Samuel Brussell, Mes 52 déménagements

Pers­pec­tives cavalières

Samuel Brus­sell est à lui-même sa propre dia­spora. Le pré­sent ne l’exalte que dans l’intensité des dépla­ce­ments. Nous nous gar­de­rons de les jus­ti­fier en spé­cu­lant sur des expli­ca­tions ata­viques. Il faut plu­tôt aller grat­ter du côté de refus de la pas­si­vité ou si l’on pré­fère d’une cer­taine impa­tience de celui qui, comme Claude Roy le sou­li­gna, est plus « beat­nick » que juif ou fla­mand.
Pas ques­tion tou­te­fois de trou­ver dans ce livre (super­be­ment ponc­tué des pho­tos de Plossu) une rai­son à ces dépla­ce­ments. Et les indices lais­sés ne sont guère pro­bants. De Paris à Buca­rest, de Rolle à Tel-Aviv, de New York à — évi­dem­ment — Bruxelles (mais la liste est loin d’être exhaus­tive), l’auteur aura écumé l’occident dont il se veut le bala­din à la Yeats ou le loca­taire ailé. C’est pour l’auteur l’occasion d’écumer bien des anec­dotes. Là il est pris pour un « pédé » qui « se tape les plus belles filles » (Jéru­sa­lem), là pour un errant que visite une maî­tresse “féline” (New York). Preuve s’il en est que le mou­ve­ment déplace cer­taines lignes.

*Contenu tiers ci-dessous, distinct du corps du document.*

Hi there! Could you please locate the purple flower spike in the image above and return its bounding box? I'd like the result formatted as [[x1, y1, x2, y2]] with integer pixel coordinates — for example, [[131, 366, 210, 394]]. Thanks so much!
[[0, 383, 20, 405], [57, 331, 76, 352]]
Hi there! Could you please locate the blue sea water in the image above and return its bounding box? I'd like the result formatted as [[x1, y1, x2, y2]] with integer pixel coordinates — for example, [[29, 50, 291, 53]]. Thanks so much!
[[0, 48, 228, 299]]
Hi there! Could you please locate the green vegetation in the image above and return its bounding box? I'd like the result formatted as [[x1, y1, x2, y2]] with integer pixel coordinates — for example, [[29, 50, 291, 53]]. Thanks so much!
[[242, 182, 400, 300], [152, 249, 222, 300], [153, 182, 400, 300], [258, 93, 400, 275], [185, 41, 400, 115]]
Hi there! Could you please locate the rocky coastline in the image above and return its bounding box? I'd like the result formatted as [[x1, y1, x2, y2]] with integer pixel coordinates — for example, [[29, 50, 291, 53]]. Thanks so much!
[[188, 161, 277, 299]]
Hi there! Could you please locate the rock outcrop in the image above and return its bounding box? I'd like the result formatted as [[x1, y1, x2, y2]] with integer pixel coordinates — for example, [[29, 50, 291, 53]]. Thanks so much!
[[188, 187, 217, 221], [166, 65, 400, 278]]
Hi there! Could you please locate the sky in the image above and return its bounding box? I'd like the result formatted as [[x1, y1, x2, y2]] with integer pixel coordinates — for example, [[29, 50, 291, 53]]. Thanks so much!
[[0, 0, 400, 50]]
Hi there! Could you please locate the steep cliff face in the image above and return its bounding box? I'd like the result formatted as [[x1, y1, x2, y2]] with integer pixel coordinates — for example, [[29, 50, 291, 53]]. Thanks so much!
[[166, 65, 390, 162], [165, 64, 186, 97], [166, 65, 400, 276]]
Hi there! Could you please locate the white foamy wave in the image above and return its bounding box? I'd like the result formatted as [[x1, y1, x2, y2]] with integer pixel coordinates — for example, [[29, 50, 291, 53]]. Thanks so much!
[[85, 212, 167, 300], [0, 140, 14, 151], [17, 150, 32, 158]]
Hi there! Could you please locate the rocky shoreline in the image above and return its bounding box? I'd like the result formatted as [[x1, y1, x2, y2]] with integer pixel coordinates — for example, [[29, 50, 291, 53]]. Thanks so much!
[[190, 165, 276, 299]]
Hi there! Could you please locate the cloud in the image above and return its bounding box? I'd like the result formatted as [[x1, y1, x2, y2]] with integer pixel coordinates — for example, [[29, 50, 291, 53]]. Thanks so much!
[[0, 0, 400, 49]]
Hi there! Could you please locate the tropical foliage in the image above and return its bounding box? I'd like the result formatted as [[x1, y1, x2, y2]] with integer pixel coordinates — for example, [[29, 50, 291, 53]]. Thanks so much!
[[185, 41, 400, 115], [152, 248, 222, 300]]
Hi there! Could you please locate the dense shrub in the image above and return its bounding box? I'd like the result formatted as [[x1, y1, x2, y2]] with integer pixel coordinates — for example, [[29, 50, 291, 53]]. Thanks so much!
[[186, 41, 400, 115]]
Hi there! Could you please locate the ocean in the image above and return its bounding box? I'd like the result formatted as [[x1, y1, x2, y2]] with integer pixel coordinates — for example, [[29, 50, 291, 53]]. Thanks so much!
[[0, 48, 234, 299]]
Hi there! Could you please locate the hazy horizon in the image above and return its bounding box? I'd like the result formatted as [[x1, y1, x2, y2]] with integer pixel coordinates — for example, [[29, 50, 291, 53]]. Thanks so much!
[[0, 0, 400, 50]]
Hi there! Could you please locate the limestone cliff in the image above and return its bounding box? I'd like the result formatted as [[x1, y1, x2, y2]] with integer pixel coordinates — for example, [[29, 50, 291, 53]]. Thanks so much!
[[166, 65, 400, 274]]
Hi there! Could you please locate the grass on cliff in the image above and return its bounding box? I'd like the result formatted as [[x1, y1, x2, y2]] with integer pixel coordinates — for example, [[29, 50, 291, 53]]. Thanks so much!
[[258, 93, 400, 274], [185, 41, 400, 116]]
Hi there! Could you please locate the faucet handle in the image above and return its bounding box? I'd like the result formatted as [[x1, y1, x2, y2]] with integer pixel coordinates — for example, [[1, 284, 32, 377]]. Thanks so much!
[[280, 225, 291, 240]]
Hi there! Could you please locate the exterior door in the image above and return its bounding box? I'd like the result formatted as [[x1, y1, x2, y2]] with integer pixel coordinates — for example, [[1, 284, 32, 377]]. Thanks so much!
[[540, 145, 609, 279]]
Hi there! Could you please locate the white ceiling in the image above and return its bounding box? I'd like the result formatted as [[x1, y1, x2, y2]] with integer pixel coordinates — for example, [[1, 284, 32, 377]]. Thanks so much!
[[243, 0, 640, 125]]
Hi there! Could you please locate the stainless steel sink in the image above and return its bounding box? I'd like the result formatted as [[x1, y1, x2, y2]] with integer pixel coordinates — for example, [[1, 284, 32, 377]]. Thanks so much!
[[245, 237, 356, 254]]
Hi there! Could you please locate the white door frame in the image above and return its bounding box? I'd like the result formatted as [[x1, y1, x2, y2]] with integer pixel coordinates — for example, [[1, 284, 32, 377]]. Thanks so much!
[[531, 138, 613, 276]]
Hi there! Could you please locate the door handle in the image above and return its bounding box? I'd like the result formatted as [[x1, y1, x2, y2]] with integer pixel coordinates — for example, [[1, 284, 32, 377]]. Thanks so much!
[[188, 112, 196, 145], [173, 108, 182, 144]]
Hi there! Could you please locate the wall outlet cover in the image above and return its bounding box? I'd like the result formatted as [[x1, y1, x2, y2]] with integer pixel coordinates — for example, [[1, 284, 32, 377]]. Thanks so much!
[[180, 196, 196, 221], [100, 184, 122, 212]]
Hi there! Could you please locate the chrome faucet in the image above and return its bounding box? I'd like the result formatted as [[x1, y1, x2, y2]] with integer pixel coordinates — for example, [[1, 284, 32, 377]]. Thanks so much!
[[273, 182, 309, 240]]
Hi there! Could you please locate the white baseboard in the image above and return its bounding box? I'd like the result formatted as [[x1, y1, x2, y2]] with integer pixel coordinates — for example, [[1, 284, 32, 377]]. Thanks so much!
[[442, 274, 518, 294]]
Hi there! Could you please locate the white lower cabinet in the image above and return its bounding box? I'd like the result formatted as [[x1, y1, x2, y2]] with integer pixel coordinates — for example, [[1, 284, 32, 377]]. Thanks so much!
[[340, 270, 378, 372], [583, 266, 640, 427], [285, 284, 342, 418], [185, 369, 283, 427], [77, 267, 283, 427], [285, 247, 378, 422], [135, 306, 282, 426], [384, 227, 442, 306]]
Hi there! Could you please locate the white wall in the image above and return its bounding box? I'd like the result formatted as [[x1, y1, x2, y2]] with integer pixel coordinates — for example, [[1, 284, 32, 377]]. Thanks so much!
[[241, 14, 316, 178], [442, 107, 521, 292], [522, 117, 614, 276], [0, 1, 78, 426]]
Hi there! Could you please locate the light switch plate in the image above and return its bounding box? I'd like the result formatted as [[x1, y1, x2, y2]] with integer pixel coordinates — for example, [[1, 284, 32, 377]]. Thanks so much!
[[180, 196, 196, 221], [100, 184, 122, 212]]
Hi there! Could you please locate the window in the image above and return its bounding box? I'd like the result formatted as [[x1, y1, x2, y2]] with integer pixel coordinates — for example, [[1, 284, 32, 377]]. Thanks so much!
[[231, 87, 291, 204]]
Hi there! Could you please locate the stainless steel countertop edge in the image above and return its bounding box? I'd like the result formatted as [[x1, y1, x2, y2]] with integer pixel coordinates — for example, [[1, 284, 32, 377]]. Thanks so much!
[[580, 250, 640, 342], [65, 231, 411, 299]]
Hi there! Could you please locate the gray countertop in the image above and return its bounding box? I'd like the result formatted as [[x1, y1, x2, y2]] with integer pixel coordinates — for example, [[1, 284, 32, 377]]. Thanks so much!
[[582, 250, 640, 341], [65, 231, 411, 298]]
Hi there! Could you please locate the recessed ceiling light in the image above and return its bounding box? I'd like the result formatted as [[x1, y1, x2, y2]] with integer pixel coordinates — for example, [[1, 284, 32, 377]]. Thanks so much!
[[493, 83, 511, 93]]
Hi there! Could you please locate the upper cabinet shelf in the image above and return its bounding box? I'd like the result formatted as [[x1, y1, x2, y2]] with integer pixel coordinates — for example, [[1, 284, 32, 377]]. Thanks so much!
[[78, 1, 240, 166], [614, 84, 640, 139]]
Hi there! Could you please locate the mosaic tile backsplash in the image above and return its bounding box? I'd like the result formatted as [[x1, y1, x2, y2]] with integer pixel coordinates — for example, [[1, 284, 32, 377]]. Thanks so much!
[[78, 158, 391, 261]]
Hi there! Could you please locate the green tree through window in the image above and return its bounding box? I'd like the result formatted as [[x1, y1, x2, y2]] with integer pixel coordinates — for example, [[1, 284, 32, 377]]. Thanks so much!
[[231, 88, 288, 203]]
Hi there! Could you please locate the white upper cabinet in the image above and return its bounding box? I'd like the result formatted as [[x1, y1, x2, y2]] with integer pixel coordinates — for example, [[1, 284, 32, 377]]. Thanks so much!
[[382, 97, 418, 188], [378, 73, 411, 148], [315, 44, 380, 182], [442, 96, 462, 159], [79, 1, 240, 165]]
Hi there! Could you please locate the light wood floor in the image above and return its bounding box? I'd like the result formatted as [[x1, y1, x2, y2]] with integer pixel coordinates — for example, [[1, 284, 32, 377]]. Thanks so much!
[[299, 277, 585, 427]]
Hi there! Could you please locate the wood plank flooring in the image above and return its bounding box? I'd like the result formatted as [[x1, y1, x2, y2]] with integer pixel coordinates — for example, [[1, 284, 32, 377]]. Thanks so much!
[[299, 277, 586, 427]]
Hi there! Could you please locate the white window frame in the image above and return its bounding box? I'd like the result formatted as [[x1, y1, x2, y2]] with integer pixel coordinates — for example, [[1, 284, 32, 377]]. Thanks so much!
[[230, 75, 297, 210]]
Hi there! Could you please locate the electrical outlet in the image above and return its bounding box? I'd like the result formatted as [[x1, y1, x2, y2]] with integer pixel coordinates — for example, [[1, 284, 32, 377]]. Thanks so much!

Preuve aussi que le réel échappe à toute démons­tra­tion. Il n’est source que de rap­ports contra­dic­toires. Si bien que la bio­gra­phie de l’anecdote pro­po­sée par le livre est déli­cieuse. Tou­jours entre deux sites, le pié­ton cultive l’inconnu et le dés­équi­libre. Et la vie qui se cherche en un tel « jeu » rem­place le calme infini par l’effervescence. La pas­si­vité s’excluant d’elle-même, res­tent cer­tains contacts, un sens de la déliai­son et la pous­sée qui va jusqu’à exclure tout com­men­taire sur la signi­fi­ca­tion d’un empres­se­ment à la délo­ca­li­sa­tion.
Demeure néan­moins en com­mune mesure le plai­sir de la tra­ver­sée dans le souci d’ignorer les états de fixa­tion et de culti­ver le goût de l’incertitude. Néan­moins, l’intensité du seul pas­sage crée un jeu inat­tendu de la répé­ti­tion. Et quand la vie s’allège ou pour­rait s’inscrire en un lieu, il s’agit de s’absenter par la folie des départs. Ils ne sont peut-être pas sans rap­pe­ler un obs­cur passé qui ne sau­rait se pré­sen­ter à la conscience ni s’absenter de l’obscurité de l’inconscient. D’où le « pas au-delà » (cher à Blan­chot) auquel l’auteur ne fait que se sou­mettre avec ala­crité. Chaque pas de plus por­tant vers l’intensité tacite ou vers un abîme de vérité.

jean-paul gavard-perret

Samuel Brus­sell,  Mes 52 démé­na­ge­ments, Pho­to­gra­phies de Ber­nard Plossu, Edi­tions Yel­low Now / A coté », Cris­née (Bel­gique), 2017.